Lost Apple iPhone 5 Story Grows; Apple's Marketing Brilliance Continues
The story about Apple's lost iPhone 5 prototype just keeps growing, with San Francisco police involvement, while the company has no comment. Employees are just laughing all the way to the corporate bank, ready to pile more onto the company's $76 billion cash hoard once the iPhone 5 is released to unprecedented global smartphone demand that's been brilliantly stoked.
Before release, the iPhone 5 has become the hottest single product the world has perhaps ever known, as Apple's brilliant grass roots marketing strategy continues to pay off. Millions want the iPhone 5 now, and as long as they can't have it, they are eager to follow stories of its development and release.

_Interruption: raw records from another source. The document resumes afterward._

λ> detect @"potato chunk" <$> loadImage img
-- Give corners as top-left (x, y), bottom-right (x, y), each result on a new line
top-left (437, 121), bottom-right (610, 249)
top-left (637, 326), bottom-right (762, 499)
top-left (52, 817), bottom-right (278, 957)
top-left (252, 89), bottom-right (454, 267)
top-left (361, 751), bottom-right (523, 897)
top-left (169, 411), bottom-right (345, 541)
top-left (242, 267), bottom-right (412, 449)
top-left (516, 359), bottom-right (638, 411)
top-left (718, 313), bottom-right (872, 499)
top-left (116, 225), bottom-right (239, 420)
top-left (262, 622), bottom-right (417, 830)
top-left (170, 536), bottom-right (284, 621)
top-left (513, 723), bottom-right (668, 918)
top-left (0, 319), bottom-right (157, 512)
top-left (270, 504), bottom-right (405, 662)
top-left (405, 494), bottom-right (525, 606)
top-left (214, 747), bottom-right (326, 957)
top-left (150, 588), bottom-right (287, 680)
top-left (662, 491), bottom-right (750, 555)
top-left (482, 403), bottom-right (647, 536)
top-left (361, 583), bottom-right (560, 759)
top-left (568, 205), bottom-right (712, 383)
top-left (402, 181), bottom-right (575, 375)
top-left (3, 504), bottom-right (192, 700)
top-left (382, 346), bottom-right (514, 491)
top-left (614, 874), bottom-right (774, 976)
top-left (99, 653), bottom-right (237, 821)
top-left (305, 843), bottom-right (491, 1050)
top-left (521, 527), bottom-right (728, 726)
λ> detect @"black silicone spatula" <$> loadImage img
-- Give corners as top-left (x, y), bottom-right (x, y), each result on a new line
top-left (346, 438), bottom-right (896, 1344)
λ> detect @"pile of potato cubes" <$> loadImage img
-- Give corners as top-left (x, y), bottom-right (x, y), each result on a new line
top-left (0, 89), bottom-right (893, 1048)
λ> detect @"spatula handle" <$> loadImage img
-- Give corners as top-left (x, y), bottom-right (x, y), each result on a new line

Like the one about how Apple's iPhone 5 prototype supposedly got lost in July, even perhaps left in a tequila bar. Now the San Francisco police are tied into the story.
On Friday, San Francisco police said they helped Apple security search for a lost item. Hmm. What could Apple have lost? An iPhone 5 prototype, perhaps?
Of course.
San Francisco police issued a press release about the phone was called iphone5.doc. Apple, of course, declined comment on the matter.
A similar thing happened in 2010 before release of Apple's iPhone 4, when a prototype went missing. But then, pictures hit the Web.
This time, police say they tried to track the reported lost item to a San Francisco house, and four police accompanied two Apple employees to the house.
The two Apple (security) employees met with the resident and then went into the house to look for the lost item. The Apple employees did not find the lost item and left the house, the police statement said.
The story of Apple's lost iPhone 5 prototype got cranked up earlier this weekend when CNET, the tech news service, reported that the iPhone 5, not yet released, went missing in a San Francisco tequila bar in July. The story goes that the iPhone 5 prototype may have been picked up in the bar and later sold on Craigslist for $200.
That's when San Francisco police apparently got involved, as Apple tried to track down the iPhone 5 prototype.
But they did not find the phone, according to the report. No images of the iPhone 5 prototype have been released, and we don't even know if the story is real except for police involvement and Apple involvement.
Those aspects are apparently real, and there's something else do do know: Apple's marketing strategy for the world's bestselling smartphone is perhaps brilliance at its best -- as the rumor mill prints currency the company will soon cash in on.
Apple delayed the launch of its forthcoming iPhone from a traditional summer release. And in the months since, the Internet has been blazing with rumors about when the iPhone 5 will hit shelves in the U.S., what the product will look like, and how it will perform.
The latest rumors involving the iPhone 5 are in conflict with whether it will be released in September or October, but it really doesn't matter: Recent polls suggest the product will be a smash success.
Apple has sold more than 110 million iPhones since the company first launched the smartphone product in 2007, but its market share-leading product is likely to explode to unfathomable popularity if rumor and anticipation Web traffic in recent months are any indication.
Every few days or so, Apple iPhone 5 search words surge to the top of the Web's most popular list as the latest rumors do all of Apple's work -- the best free advertising a company could buy.
Apple is nobody's fool, of course, so it's likely a wrong assumption to think that the product's delayed launch and other events like the iPhone 5 prototype supposedly showing up in a tequila bar is anything less than calculated brilliance. Add in the well-time retirement of former CEO and company co-founder Steve Jobs which made global headlines for days and, well, you get the picture.
Jobs is undoubtedly sick and the move, like the iPhone's forthcoming release, was bound to happen sooner or later -- but might as well get a big payoff from retirement timing, no?
Because the iPhone is the world's dominant smartphone product, Apple wants to get this next one right, throwing down a competitive gauntlet that will be hard for others like BlackBerry maker Research in Motion to compete against.
So as Apple works fast and furiously to get the modules and manufacturing lined up for iPhone 5 production, the company carefully plays along with and fuels the rumor mill, generating perhaps the single best promotion campaign for a single product the world has ever known.
Money could not buy this type of hype and sales-generating buzz -- likely not even for the $76 billion Apple has stockpiled in cash -- since grassroots activism is the most powerful.
And Apple hasn't paid a dime for it, beyond salaries to the public relations and marketing personnel who help dangle tidbits to tech-blogs and news organizations to keep the furor going.
It's not like they have to do much work either, since the rumor mill and hunger for information that's a blend of half-baked imagination and reliable information thrives well beyond anything Apple has done beyond delaying the product. For each day that passes without Apple's iPhone on the shelves, that's another day for the hunger to grow.
And grow it does, setting up an inevitable blockbuster launch.
Apple's only challenge will be delivering a product that lives up to the hype. Millions want the iPhone 5, or any information they can get about it in advance.